Something else the Manning strip does, although this is only clear in retrospect, is provide a preview of the fact that Luana is the most passive action heroine to ever appear on screen (on in any media for that matter). She does little more than lurk in the bushes and grin stupidly at... well, just about anything. The most action we get from her is during a storm when smarter humans and animals take shelter, but she goes prancing around in the rain, somehow managing to avoid being struck by the falling branches that are injuring other people and animals alike. 

The passivity of Luana is made all the more irritating, because the rest of the film is empty of interesting content, except for underbaked cookie-cutter characters portrayed by actors who seem like they are rehearsing instead of actually performing with cameras rolling, jungle sets that at times make "Gilligan's Island" seem gritty, and plot twists so lame one has to wonder why they even bothered. And then there's the climactic encounter between the heroes and the bad guys--for which Luana once again just stands around and grins stupidly--during which someone falls into a mutant carnivorous plant and is slowly, slo-o-o-o-w-ly devoured. One wonders why he didn't just roll out, or why one of his allies didn't just reach in and pull him out. Heck, this might even have been a moment where Luana could have developed some personality and have stepped in and rescued him. It would have explained why the natives think she's a goddess.
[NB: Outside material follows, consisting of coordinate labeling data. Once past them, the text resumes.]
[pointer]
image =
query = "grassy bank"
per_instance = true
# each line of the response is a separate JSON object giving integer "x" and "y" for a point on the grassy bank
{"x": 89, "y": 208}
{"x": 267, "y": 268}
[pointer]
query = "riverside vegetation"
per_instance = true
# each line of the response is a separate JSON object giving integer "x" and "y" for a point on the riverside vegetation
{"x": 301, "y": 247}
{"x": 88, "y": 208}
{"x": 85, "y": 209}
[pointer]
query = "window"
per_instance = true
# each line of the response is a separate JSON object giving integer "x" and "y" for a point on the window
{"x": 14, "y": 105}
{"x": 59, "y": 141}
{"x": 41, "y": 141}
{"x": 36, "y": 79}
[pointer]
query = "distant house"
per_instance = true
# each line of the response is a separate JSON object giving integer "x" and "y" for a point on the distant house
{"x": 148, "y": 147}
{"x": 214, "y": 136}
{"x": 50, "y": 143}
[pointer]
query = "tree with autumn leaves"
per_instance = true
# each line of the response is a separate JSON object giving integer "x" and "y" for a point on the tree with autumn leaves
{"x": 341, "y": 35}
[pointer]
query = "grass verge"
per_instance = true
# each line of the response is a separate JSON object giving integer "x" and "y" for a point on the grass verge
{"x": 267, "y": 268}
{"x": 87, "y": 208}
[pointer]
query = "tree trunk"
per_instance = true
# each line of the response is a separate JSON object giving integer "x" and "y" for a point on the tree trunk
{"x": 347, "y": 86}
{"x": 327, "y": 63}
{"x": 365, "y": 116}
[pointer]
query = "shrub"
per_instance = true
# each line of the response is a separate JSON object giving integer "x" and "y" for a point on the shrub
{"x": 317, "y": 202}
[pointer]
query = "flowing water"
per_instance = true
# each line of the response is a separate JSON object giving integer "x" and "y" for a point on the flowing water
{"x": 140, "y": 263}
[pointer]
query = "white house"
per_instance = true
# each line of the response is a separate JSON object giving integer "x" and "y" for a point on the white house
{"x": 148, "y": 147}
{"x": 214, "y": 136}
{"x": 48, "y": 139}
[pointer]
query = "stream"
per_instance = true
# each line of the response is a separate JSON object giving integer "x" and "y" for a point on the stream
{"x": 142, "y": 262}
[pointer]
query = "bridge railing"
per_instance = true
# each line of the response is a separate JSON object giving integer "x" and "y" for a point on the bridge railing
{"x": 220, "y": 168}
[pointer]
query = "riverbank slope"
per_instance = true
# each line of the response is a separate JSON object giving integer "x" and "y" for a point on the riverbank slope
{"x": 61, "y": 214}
Finally, there's the ending. The heroes leave the jungle waving to Luana who stands alone and watches them go. We, the viewers, can't see if she's grinning stupidly or not, but the jungle explorer blathers on about how Luana is happy in the jungle and it's best to leave her there. If she was so happy, why did she seek the explorers out? Why did she keep following them? Why did she stand and watch them leave, perhaps even sadly? Had the Italian/German cinematic geniuses behind this film bothered to read Edgar Rice Burroughs' Tarzan novels (or perhaps even one of the comic book adaptations of "Tarzan" or "The Return of Tarzan", of which several were available by the late 1960s, some even illustrated by the artist for the "Luana" strip, Russ Manning) they would have seen that Tarzan was given a choice between living in the jungle and living in civilization. That's one of the reasons the Tarzan story works. The ending to "Luana" is lame, and it makes characters we are supposed to feel positively toward come across like arrogant and collous assholes. What evidence does George of the Jungle have that Luana is happy in her isolation? And why could he not give her the opportunity to make an informed choice about how she wanted her life to be? The writers and directors manage to end their already bad movie on the most abysmal note possible. (Yes, I know the run-time probably wouldn't have allowed for us to see how things turned out for Luana, but it would have made a far better ended if the main characters had either chosen to stay and educate her, or if she had otherwise gone with them, with viewers having the understanding that she would be coming back to the jungle down the road.)